Nouvel instrument de recherche : EUROPE/AUTRICHE 1971-1976 (182QO)

Les archives diplomatiques viennent de finaliser un nouvel instrument de recherche : EUROPE/Autriche, 1971-juin 1976, cote 182QO.

La vie politique autrichienne est affectée en avril 1974 par le décès du président Franz Jonas, trois ans après sa réélection en 1971. Le chancelier Bruno Kreisky, qui lui succède brièvement jusqu’à l’élection de Rudolf Kirchschläger (août 1974), conduit la politique nationale avec le soutien du Parti social-démocrate (SPÖ) qui remporte de brillantes victoires aux élections législatives de 1971 et 1975 (articles 467-468). Il doit faire face à la persistance de différends frontaliers avec la Tchécoslovaquie et à l’importance des questions de minorités régionales notamment celle de la minorité slovène en Autriche (articles 488-489).

La présence en Autriche de Juifs désirant rentrer en URSS, le transit par l’Autriche des émigrés russes pour Israël et la question des camps de transit tel le centre de Schönau, la restitution par l’Autriche des biens yougoslaves spoliés, l’affaire Simon Wiesenthal, ou encore l’élection de Kurt Waldheim comme secrétaire général de l’ONU (article 483) prouvent que les stigmates de la guerre et des traités de paix sont encore bien visibles.

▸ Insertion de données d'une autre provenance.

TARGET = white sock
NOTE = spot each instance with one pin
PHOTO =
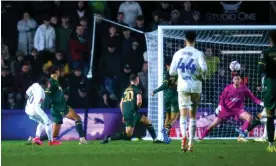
(39, 129)
(183, 126)
(192, 129)
(265, 132)
(49, 132)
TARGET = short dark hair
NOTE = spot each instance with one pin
(133, 77)
(190, 36)
(272, 36)
(43, 81)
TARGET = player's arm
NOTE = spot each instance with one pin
(262, 63)
(173, 67)
(139, 100)
(249, 94)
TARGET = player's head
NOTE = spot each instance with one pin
(190, 37)
(272, 37)
(134, 79)
(55, 69)
(43, 82)
(167, 62)
(236, 79)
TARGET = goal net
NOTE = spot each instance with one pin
(221, 45)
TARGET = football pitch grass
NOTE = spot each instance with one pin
(140, 153)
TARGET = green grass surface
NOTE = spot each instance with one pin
(142, 153)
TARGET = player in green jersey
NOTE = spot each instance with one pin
(267, 68)
(59, 107)
(130, 104)
(169, 87)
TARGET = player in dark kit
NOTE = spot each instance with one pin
(169, 87)
(266, 67)
(130, 104)
(59, 107)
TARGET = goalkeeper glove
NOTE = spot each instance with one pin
(217, 110)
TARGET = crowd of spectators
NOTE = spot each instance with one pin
(56, 33)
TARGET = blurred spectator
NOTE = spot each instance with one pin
(86, 32)
(175, 18)
(196, 18)
(165, 11)
(186, 14)
(23, 79)
(156, 21)
(26, 28)
(45, 37)
(11, 102)
(80, 50)
(143, 76)
(35, 63)
(120, 20)
(63, 34)
(110, 65)
(135, 59)
(79, 13)
(138, 36)
(58, 60)
(76, 81)
(131, 10)
(124, 78)
(16, 66)
(126, 43)
(7, 81)
(112, 37)
(54, 21)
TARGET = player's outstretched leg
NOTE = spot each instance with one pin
(150, 129)
(79, 127)
(39, 130)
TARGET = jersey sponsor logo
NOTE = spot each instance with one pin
(189, 67)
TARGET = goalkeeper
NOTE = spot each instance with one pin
(169, 87)
(267, 67)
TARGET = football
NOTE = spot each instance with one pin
(234, 66)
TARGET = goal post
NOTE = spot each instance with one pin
(221, 45)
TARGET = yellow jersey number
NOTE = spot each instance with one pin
(128, 96)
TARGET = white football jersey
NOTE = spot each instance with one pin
(36, 95)
(188, 63)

Le statut spécifique d’indépendance et de neutralité de l’Autriche, en application du traité d’Etat de 1955, et son positionnement au sein de la région dominée par les pays satellites de l’URSS, affectent aussi bien la politique de défense du pays (article 470) que les relations bilatérales entre l’Autriche et ses voisins, la RDA, la Tchécoslovaquie, la Pologne, la Yougoslavie (articles 487-489) ou encore les autres pays européens avec lesquels l’Autriche entretient des relations régulières (articles 490-491). Si les relations avec l’URSS restent sensibles (article 486), la normalisation des relations avec la Hongrie et la Yougoslavie se poursuit (ouverture d’ambassades…).

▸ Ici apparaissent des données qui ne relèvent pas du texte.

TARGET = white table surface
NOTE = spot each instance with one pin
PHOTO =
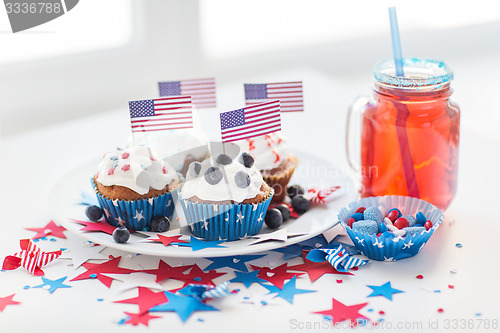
(32, 163)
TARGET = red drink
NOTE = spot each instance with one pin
(410, 135)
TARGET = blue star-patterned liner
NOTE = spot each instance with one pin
(248, 278)
(289, 290)
(197, 244)
(184, 306)
(384, 290)
(236, 262)
(53, 284)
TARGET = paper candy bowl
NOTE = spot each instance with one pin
(387, 247)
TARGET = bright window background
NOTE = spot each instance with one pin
(92, 25)
(235, 28)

Ainsi, en matière militaire, le débat sur l’interprétation de l’application du traité d’État de 1955, l’interdiction faite à l’Autriche d’acquérir des missiles et l’obligation de mettre en œuvre une politique de neutralité - focalisée sur le principe de « neutralité active » - conditionne le projet de loi constitutionnelle sur la défense. La surveillance de l’observance stricte des clauses de ce traité par l’URSS n’empêche en rien des actions de coopération militaire avec ses pays voisins et la vente par la France d’armements et d’équipements militaires ou la coopération technologique avec la réalisation du char franco-autrichien dit « char K » (article 471).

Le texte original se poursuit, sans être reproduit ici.